鳩山由紀夫前首相との会談について記者の質問に答える菅直人首相=首相官邸で2010年8月25日午後6時48分、藤井太郎撮影
鳩山由紀夫前首相との会談について記者の質問に答える菅直人首相=首相官邸で2010年8月25日午後6時48分、藤井太郎撮影

 9月の民主党代表選(1日告示、14日投開票)で再選を目指す菅直人首相は25日夕、鳩山由紀夫前首相と首相官邸で会談した。鳩山氏は小沢一郎前幹事長を含む「挙党態勢」の構築を求めたが、首相は「(幹事長などの)ポストだけは勘弁してほしい」と述べ、「脱小沢」路線を維持する姿勢を示した。小沢氏は同日夕、衆院議員会館の自室で山岡賢次副代表ら「反菅」派から出馬要請を受け「できるだけ早い時期に結論を出したい」と検討する考えを表明したが、党内に小沢氏支持は広がっておらず、「自問自答するところもまだ残っている」と苦しい心境も漏らした。首相と小沢氏の対決色が強まる中、鳩山氏は26日午前に小沢氏と再会談し、首相の意向を小沢氏に伝える見通し。

 「脱小沢といわれるシフトを小沢さん本人は快く思っていない。小沢さんとしては『はい、分かりました。挙党態勢でいきましょう』とはならない」。鳩山氏によると、首相との会談で小沢氏の心境をこう伝え、小沢氏に真剣に協力を求めるよう説いた。しかし、首相は「参院選後、謝罪も含めてお会いしたいと申し入れたが、なかなかお会いできなかった」と反論し、「小沢さんにどう協力を求めるかということもなかなか難しい話だ」と難色を示したという。

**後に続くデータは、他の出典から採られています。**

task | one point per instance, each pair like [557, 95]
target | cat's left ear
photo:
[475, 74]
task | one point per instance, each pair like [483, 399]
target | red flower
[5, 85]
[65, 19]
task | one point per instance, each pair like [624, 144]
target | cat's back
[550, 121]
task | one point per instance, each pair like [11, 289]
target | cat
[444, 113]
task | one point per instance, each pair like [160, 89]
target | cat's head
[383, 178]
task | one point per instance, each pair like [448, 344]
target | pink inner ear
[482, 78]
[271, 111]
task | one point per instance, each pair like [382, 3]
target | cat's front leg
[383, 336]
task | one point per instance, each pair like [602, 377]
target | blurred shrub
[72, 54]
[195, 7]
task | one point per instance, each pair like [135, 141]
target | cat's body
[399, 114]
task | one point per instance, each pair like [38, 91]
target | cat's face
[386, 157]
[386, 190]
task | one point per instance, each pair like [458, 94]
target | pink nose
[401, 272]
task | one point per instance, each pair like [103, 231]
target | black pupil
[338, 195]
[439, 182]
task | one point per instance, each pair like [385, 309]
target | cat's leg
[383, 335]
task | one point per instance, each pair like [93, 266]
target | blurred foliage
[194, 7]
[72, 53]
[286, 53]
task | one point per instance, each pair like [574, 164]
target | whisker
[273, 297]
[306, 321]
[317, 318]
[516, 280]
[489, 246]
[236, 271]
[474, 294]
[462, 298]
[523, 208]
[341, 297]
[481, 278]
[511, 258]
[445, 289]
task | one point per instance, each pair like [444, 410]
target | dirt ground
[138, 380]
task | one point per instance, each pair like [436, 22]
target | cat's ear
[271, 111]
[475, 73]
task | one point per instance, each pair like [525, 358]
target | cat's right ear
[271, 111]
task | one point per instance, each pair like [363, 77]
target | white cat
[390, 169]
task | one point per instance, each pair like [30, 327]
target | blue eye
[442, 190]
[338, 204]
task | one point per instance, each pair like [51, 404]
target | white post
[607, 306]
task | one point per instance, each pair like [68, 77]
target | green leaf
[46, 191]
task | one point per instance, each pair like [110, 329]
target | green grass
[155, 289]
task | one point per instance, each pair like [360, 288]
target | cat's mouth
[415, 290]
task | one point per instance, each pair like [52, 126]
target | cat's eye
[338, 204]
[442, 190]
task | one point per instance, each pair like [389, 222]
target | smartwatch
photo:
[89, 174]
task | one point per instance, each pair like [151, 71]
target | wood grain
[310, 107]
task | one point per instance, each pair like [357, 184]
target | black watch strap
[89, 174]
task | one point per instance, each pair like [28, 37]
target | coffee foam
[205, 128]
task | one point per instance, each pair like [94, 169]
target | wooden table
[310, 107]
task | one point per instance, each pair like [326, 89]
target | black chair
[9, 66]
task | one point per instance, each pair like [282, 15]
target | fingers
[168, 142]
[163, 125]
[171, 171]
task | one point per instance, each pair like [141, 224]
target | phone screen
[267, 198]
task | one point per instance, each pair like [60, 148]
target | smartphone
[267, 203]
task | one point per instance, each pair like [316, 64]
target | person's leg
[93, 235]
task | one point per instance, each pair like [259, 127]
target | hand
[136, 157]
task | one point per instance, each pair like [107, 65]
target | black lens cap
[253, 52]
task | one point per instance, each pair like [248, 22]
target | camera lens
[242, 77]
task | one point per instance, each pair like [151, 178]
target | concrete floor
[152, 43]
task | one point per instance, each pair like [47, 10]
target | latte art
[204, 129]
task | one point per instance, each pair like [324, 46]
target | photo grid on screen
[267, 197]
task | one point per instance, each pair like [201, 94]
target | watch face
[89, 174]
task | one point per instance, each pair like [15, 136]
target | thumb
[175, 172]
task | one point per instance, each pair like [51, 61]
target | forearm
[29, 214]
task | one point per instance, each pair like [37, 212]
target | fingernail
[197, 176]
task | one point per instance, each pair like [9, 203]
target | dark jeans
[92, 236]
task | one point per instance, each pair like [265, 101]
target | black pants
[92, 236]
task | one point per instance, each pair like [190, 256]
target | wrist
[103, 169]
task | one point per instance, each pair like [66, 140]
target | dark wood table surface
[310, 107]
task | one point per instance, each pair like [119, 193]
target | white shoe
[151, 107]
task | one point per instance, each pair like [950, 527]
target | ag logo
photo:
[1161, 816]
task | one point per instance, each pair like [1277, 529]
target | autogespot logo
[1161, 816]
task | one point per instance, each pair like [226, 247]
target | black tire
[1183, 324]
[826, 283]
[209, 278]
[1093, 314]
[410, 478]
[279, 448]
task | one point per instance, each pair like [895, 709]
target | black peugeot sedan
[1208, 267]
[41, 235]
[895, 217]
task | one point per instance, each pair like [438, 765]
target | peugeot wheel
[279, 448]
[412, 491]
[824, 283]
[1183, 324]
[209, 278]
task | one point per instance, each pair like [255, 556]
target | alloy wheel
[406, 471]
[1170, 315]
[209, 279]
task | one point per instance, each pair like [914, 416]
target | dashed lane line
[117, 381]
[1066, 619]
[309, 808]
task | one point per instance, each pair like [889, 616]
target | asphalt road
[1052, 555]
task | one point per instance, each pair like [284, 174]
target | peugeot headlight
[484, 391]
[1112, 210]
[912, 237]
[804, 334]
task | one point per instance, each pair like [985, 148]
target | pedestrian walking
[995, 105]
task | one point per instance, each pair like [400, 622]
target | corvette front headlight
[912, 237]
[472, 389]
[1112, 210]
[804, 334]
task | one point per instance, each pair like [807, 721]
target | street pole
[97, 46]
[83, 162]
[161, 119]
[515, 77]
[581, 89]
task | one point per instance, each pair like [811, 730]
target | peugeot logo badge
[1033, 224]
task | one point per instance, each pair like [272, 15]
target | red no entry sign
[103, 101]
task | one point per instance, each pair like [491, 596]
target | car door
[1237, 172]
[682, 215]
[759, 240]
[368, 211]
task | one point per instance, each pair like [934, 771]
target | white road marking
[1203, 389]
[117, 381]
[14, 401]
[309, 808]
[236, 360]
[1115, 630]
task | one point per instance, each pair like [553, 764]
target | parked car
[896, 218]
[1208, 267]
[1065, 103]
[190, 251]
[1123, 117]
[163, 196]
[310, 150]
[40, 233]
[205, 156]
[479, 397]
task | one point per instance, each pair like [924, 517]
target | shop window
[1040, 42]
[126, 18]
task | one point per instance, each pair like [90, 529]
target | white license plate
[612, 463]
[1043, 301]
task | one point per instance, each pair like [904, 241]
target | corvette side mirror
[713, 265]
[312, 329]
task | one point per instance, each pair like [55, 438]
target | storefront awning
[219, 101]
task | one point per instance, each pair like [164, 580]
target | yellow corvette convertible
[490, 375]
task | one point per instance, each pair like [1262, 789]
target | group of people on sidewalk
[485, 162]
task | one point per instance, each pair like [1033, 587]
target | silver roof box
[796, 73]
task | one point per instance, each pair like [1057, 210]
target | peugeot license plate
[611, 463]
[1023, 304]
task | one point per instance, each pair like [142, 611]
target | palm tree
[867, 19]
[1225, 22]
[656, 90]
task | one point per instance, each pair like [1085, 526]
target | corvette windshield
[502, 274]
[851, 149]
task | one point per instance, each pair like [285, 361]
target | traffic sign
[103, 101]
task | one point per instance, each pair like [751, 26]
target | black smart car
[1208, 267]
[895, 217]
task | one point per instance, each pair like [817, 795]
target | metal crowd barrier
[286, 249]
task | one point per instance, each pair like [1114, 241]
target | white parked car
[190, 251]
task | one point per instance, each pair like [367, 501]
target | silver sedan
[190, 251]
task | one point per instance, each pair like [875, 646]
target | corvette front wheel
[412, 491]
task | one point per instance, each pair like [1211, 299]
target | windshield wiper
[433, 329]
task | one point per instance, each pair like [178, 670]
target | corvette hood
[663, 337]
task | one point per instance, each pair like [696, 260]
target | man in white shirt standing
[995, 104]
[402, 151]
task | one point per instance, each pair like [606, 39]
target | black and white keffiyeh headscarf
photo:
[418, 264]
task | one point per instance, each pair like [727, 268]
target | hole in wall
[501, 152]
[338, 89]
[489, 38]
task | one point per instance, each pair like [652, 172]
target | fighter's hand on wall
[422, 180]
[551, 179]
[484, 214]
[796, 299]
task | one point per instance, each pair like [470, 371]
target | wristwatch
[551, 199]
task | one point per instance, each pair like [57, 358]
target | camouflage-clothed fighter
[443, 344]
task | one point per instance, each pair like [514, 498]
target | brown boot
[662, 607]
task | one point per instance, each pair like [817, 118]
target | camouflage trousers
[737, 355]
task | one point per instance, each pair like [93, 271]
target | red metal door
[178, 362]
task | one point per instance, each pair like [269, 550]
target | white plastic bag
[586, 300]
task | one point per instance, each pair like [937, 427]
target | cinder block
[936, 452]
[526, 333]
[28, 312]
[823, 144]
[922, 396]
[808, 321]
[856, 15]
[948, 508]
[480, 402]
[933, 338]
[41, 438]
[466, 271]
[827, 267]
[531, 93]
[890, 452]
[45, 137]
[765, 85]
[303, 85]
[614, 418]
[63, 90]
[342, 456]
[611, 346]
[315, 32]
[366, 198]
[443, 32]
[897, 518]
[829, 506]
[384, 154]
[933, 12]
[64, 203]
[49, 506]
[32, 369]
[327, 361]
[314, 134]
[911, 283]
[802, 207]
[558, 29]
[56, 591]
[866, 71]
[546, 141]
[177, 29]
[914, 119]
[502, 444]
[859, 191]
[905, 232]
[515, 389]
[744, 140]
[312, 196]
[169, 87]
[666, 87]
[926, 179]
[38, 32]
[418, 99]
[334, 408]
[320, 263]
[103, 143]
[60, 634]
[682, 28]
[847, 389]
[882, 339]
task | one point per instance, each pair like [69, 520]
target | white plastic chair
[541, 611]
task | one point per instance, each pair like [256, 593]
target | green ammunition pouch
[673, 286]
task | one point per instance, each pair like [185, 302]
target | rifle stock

 鳩山氏は24日夜、小沢氏と会談。激突回避には「脱小沢」の修正を首相に求める必要があると判断し25日の会談に臨んだが、首相がこれを拒んだ形だ。

 首相が、「政治とカネ」の問題を抱える小沢氏の出馬圧力に屈して「挙党」へ動けば、続投を支持する前原誠司国土交通相や野田佳彦財務相のグループが反発するのは必至。両グループには小沢氏と戦った上での再選を望む声が強く、グループの一人は「小沢さんが出なくても分裂含み。代表選をやった方がいい」と語る。

 小沢氏サイドでも主戦論が高まっている。25日夕、山岡氏らが国会内で開いた会合には新人議員を中心に約70人が参加。そのメンバーから出馬要請を受けた小沢氏は「今の政治状況を見ると立ち向かわなければならないと思っている。私にも考えるところがある。少し時間をいただきたい」と出馬を検討する考えを表明した。小沢氏が出馬の可能性を公言したのは初めてだ。

 ただ、小沢グループが出馬の前提として支持を期待していた鳩山グループでは小沢氏出馬への慎重論が強まり、中山義活前首相補佐官が25日、小沢氏への出馬要請に同調しない考えを山岡氏に伝えた。旧社会党系グループも同日夜、約20人が東京都内で会合を開き、8割が首相支持を主張したという。

 支持が広がらない中、出馬の動きを強めた背景には、首相が「脱小沢」の看板を下ろさないまま無投票再選となれば、小沢氏の影響力低下を決定づけるとの危機感がある。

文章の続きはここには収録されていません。